Government’s presence may be important in some strategic sectors like defence but why should it be in the business of flying, offering mobile services or in the hospitality business?
In the case of BSNL and MTNL, both of which continue to bring in losses, the government seems in no mood to exit. Instead, it continues to pump in thousands of crores of taxpayers’ money in these enterprises, keeping them alive. This, despite the massive churn currently happening in the telecom market where incumbent private telecom companies are struggling to survive due to policy and legal issues. Government’s continued support to BSNL and MTNL is distorting the market and has prevented private telcos from operating in a level playing field.

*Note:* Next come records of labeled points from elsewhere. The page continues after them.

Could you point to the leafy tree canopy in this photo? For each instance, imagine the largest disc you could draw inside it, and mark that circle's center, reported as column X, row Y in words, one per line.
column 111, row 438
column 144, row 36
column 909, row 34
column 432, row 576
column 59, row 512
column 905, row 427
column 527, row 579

As for Air India: In 2018-19, net loss increased by over ₹3,000 crore to reach the highest ever loss figure of ₹8,474.8 crore (₹5,348 crore in 2017-18). Accumulated losses now stand at a whopping Rs 62,694 crore and AI’s current liabilities exceeded its current assets by Rs 65,245.87 crore as on March 31 2019. The total debt on its books on that date was Rs 58,255.9 crore. During 2018-19, four of Air India’s six subsidiaries also reported losses; small profits accrued only from the two ground handling arms. It is clear from these statistics that the government would do itself and the Indian taxpayer a favour by exiting the business of flying and offloading this perennial, loss-making airline.